Когда утром, уходя на службу, он проходил мимо кухни, она, давно одетая, тщательно причесанная, вся розовая от радостного волнения и с весело сверкающими глазками, ждала его на пороге растворенной двери, чтобы сделать ему книксен и услышать его приветствие: «Доброго утра, Кетхен». Только три слова — ничего больше. Таким шутливым и разговорчивым, как при первом их свидании, когда она показывала ему комнаты в мезонине, она уже больше не видела его.

Отец тогда очень сердился за то, что не Анисья, а его дочь показывала мезонин новому жильцу, и строго-настрого запретил Кетхен ходить наверх. Должно быть, Максимов проведал про это через своего Мишку, потому что с этих пор совсем перестал обращать на нее внимание и при встречах не глядел на нее, так что все ее невинные старания казаться красивее пропадали даром. Но это не мешало ей постоянно думать о нем, и, когда она заплетала свои длинные белокурые косы, укладывала их вокруг маленькой грациозной головки и оправляла кисейную прозрачную косыночку на белых плечиках, ей все мерещилось красивое молодое лицо их жильца со смеющимися глазами.

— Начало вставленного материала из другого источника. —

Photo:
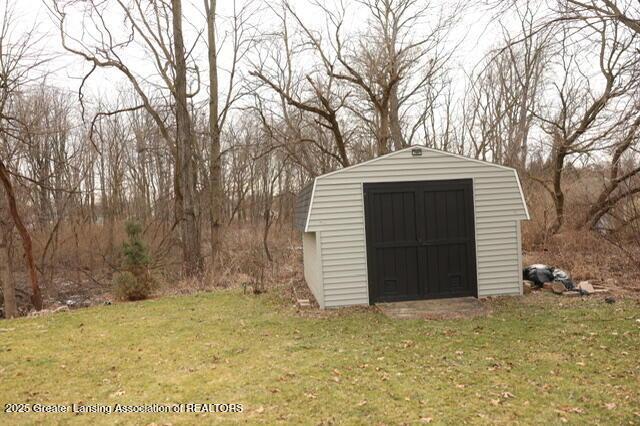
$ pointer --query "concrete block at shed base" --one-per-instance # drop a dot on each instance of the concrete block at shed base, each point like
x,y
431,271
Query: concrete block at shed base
x,y
586,287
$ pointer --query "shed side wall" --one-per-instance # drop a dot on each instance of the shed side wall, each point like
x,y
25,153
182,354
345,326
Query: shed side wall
x,y
338,211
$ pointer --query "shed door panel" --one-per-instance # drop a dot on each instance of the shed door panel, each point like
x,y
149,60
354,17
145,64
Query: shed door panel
x,y
420,240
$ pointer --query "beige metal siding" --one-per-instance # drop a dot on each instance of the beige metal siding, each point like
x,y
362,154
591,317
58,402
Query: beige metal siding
x,y
313,265
337,211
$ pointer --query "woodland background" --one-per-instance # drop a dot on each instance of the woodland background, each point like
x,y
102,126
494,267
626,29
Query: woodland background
x,y
207,153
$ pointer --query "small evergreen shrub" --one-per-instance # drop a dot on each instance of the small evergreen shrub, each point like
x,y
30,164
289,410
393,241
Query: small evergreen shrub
x,y
128,287
135,281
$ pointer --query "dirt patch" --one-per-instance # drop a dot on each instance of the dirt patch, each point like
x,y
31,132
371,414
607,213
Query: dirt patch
x,y
462,307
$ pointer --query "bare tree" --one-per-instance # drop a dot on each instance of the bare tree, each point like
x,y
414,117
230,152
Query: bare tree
x,y
157,26
576,125
20,59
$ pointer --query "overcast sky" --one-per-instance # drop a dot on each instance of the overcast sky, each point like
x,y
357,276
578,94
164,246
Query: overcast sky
x,y
475,34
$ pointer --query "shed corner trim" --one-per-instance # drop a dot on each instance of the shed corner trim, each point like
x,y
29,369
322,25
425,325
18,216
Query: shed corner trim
x,y
313,194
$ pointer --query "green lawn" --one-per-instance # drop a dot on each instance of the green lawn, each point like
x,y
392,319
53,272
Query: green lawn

Ни днем, ни ночью не покидал девушку этот образ. Днем она прислушивалась к шагам Максимова наверху и к его голосу, когда, забыв притворить дверь на лестницу, он разговаривал с Мишкой, и с нетерпением поджидала минуту увидеть его хотя бы мельком, а ночью он являлся ей во сне.

Теперь, кроме этих грез, у нее ничего не осталось, и она будет просыпаться не с радостным чувством, что он от нее близко, в одном с нею доме и что она сейчас увидит его, а с тоскливой неизвестностью относительно его. И всегда так будет, всю жизнь. К Рождеству приедет длинный Фриц, ее выдадут за него замуж, и тогда она будет еще несчастнее — у нее не останется ни одной светлой надежды на будущее.

Усиливаясь с минуты на минуту, тоска сжимала сердце Кетхен так нестерпимо больно, что она кидалась от кровати к окну и обратно, не будучи в силах даже и минуту просидеть или пролежать на одном месте. Никогда еще не страдала она от одиночества так, как в эту роковую ночь. Жизнь бы, кажется, с радостью отдала она, чтобы кому-нибудь поведать свою печаль и на чьей-нибудь груди выплакать свое горе.